Rapat koordinasi tersebut merupakan tindak lanjut percepatan implementasi Peraturan Presiden Nomor 4 Tahun 2026 tentang Pengendalian Alih Fungsi Lahan Sawah. Pemerintah menargetkan percepatan penetapan Peta Lahan Sawah Dilindungi (LSD) di 12 provinsi, sehingga secara nasional cakupan perlindungan lahan sawah akan diperluas hingga mencapai 20 provinsi.
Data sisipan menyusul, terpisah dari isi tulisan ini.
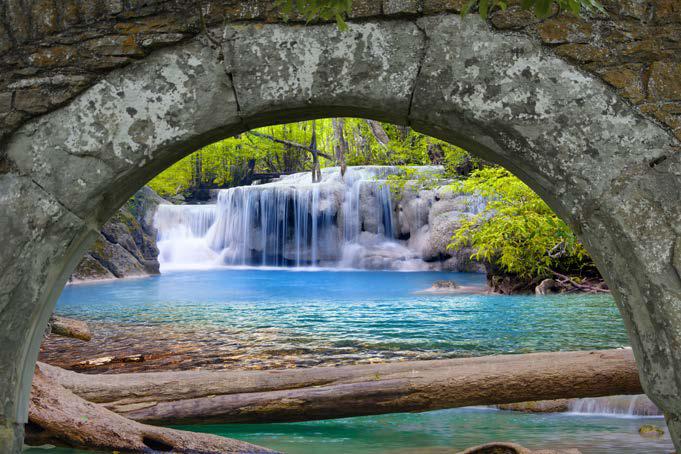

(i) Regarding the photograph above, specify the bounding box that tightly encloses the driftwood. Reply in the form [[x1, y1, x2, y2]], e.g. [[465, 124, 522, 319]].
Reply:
[[26, 368, 274, 454], [49, 315, 92, 341], [246, 131, 333, 161], [40, 349, 642, 424]]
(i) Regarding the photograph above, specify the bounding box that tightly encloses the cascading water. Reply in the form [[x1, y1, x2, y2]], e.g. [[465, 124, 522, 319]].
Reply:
[[154, 166, 480, 270], [568, 394, 662, 417]]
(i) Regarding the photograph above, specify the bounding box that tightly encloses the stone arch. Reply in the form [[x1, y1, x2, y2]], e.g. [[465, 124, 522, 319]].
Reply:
[[0, 15, 681, 451]]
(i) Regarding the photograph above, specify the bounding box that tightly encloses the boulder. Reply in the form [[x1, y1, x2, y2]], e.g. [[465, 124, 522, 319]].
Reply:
[[638, 424, 664, 438], [497, 399, 571, 413], [69, 186, 168, 282], [534, 279, 561, 295]]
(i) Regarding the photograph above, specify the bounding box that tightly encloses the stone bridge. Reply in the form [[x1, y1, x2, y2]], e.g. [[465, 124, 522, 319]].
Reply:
[[0, 0, 681, 453]]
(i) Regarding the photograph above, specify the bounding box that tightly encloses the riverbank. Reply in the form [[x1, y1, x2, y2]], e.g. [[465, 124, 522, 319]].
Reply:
[[41, 269, 628, 373]]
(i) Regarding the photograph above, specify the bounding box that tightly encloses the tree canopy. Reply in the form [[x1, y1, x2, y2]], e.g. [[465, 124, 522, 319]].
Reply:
[[149, 118, 468, 196], [450, 166, 593, 279]]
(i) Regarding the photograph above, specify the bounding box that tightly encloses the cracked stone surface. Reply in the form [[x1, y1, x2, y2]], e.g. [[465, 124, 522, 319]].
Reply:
[[0, 9, 681, 452]]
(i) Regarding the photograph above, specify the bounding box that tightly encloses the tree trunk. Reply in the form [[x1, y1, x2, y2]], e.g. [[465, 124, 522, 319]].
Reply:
[[26, 368, 274, 454], [331, 118, 348, 177], [310, 120, 322, 183], [366, 120, 390, 147], [40, 350, 642, 424]]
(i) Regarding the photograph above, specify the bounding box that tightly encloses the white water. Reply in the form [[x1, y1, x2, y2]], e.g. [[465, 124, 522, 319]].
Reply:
[[568, 394, 662, 417], [154, 166, 446, 271]]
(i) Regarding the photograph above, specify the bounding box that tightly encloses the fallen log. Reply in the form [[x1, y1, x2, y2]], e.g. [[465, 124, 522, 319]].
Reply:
[[40, 349, 642, 424], [49, 315, 92, 341], [26, 368, 274, 454]]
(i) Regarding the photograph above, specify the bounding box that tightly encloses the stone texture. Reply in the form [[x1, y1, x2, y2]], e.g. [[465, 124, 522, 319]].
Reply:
[[648, 62, 681, 101], [70, 186, 168, 281], [7, 43, 239, 220], [224, 21, 424, 127], [0, 0, 681, 144], [0, 7, 681, 452]]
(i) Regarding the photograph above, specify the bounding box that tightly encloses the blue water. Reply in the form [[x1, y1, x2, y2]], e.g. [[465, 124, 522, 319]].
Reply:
[[57, 270, 628, 357], [37, 269, 672, 454]]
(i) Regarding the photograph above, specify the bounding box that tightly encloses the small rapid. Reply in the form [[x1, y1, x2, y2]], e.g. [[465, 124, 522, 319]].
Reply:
[[154, 166, 481, 271]]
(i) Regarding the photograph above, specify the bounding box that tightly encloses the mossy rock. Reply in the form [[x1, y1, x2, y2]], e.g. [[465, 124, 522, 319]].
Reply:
[[638, 424, 664, 438]]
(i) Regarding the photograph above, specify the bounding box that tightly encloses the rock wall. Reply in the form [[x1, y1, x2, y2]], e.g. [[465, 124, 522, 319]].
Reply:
[[69, 186, 167, 282], [0, 0, 681, 155]]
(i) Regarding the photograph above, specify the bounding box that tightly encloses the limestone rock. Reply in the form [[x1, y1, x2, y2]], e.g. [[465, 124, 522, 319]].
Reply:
[[534, 279, 560, 295], [70, 186, 167, 282], [638, 424, 664, 438]]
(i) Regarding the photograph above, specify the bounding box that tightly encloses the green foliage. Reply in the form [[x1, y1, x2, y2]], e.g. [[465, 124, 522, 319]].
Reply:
[[149, 118, 465, 196], [461, 0, 605, 19], [276, 0, 605, 25], [276, 0, 352, 30], [449, 167, 590, 279]]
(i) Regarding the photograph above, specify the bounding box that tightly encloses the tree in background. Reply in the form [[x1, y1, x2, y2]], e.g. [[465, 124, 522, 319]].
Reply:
[[149, 118, 468, 196], [450, 166, 597, 290]]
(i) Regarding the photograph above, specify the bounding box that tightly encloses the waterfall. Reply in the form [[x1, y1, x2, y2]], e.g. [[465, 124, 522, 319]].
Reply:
[[154, 166, 468, 270], [568, 394, 662, 416]]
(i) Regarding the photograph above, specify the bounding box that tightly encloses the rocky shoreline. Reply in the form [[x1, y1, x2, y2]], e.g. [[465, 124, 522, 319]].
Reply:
[[69, 186, 168, 283]]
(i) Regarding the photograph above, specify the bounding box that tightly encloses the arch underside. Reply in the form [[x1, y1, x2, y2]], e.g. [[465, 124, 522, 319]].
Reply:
[[0, 16, 681, 447]]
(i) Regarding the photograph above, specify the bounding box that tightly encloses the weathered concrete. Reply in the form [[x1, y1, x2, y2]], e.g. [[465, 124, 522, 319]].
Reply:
[[0, 10, 681, 452]]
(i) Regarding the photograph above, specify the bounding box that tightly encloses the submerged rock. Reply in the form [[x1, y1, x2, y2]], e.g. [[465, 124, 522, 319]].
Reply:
[[458, 441, 581, 454], [638, 424, 664, 438], [497, 399, 571, 413], [416, 280, 487, 295]]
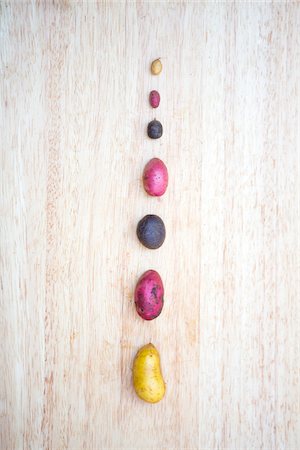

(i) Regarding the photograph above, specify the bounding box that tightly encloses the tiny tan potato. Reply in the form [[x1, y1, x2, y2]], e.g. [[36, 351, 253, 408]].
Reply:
[[133, 343, 166, 403], [151, 59, 162, 75]]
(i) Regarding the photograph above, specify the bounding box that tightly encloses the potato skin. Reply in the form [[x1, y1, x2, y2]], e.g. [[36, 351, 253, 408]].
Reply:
[[134, 270, 164, 320], [143, 158, 169, 197], [133, 343, 166, 403], [149, 91, 160, 108]]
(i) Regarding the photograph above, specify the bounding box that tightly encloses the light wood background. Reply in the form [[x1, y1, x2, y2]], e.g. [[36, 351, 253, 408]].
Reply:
[[0, 1, 300, 450]]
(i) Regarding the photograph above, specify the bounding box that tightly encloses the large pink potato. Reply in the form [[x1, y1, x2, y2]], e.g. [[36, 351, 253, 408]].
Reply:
[[134, 270, 164, 320], [143, 158, 169, 197]]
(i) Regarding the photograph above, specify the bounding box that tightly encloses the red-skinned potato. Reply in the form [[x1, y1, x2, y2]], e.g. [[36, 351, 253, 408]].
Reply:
[[143, 158, 169, 197], [149, 91, 160, 108], [134, 270, 164, 320]]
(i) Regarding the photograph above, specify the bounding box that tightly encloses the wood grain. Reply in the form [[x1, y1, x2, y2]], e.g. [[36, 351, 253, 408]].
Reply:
[[0, 1, 300, 450]]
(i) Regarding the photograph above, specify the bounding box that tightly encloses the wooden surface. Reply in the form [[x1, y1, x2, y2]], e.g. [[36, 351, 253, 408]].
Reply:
[[0, 1, 300, 450]]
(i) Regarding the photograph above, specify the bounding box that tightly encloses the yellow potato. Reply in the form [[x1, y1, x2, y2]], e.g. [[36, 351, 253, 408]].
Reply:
[[151, 59, 162, 75], [133, 344, 166, 403]]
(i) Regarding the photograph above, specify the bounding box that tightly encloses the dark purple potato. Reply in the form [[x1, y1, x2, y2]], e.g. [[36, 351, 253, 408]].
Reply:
[[147, 119, 163, 139], [136, 214, 166, 249]]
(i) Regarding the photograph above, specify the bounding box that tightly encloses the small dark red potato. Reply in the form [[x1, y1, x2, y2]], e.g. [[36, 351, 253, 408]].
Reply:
[[134, 270, 164, 320], [149, 91, 160, 108], [143, 158, 168, 197]]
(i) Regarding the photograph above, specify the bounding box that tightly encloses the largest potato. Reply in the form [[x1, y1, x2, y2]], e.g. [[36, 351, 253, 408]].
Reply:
[[133, 344, 166, 403]]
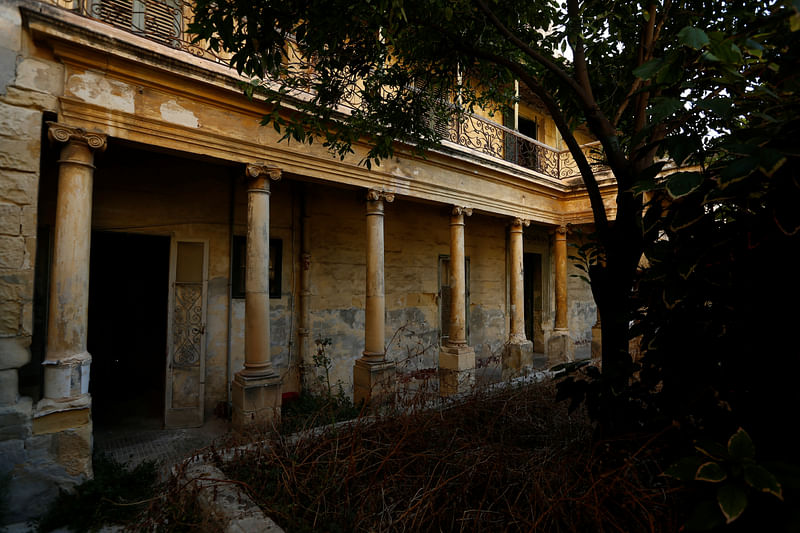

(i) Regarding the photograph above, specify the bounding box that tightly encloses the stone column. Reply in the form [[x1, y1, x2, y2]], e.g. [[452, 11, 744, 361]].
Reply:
[[503, 218, 533, 379], [297, 185, 313, 387], [439, 207, 475, 396], [353, 190, 395, 405], [592, 309, 603, 361], [42, 123, 106, 408], [32, 122, 106, 482], [547, 222, 572, 364], [232, 164, 281, 432]]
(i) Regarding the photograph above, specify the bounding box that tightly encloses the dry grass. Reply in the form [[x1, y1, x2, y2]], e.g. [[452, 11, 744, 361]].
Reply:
[[197, 378, 678, 532]]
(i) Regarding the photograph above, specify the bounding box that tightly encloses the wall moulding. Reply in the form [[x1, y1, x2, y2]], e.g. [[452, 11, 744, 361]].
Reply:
[[59, 97, 562, 224]]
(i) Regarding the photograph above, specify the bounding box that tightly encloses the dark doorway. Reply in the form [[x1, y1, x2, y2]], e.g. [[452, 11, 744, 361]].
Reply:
[[522, 253, 544, 353], [88, 231, 170, 427]]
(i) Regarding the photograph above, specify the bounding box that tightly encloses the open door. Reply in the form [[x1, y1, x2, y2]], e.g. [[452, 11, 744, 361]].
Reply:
[[164, 239, 208, 428]]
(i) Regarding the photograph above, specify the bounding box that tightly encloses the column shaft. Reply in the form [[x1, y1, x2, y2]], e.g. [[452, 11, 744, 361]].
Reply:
[[448, 208, 471, 346], [364, 196, 386, 359], [439, 207, 475, 396], [231, 164, 282, 432], [242, 174, 272, 377], [353, 190, 395, 405], [44, 123, 106, 399], [555, 226, 568, 329], [509, 219, 527, 342]]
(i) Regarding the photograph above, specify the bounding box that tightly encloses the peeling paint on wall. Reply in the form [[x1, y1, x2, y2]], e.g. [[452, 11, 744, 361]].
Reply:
[[159, 100, 200, 128], [66, 70, 136, 113]]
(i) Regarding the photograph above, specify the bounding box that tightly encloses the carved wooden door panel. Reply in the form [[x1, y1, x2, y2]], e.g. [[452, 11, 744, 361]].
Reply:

Menko Pangan menegaskan, penetapan Lahan Sawah Dilindungi menjadi instrumen penting dalam menjaga keberlanjutan lahan pangan strategis di Indonesia. Selain itu, kebijakan ini juga akan memperkuat integrasi perlindungan lahan dalam rencana tata ruang wilayah serta kebijakan Lahan Pertanian Pangan Berkelanjutan (LP2B).
Tak hanya itu, pemerintah juga mendorong penyusunan Rancangan Peraturan Pemerintah (RPP) yang mengatur sanksi administratif terhadap pelanggaran perlindungan LP2B. Langkah ini dinilai penting untuk meningkatkan kepatuhan serta memperketat pengawasan terhadap praktik alih fungsi lahan yang tidak sesuai aturan.
Pemerintah optimistis, melalui penguatan koordinasi antara pemerintah pusat dan daerah serta percepatan implementasi kebijakan, perlindungan lahan sawah dapat berjalan lebih efektif sebagai fondasi menjaga ketahanan dan kedaulatan pangan nasional.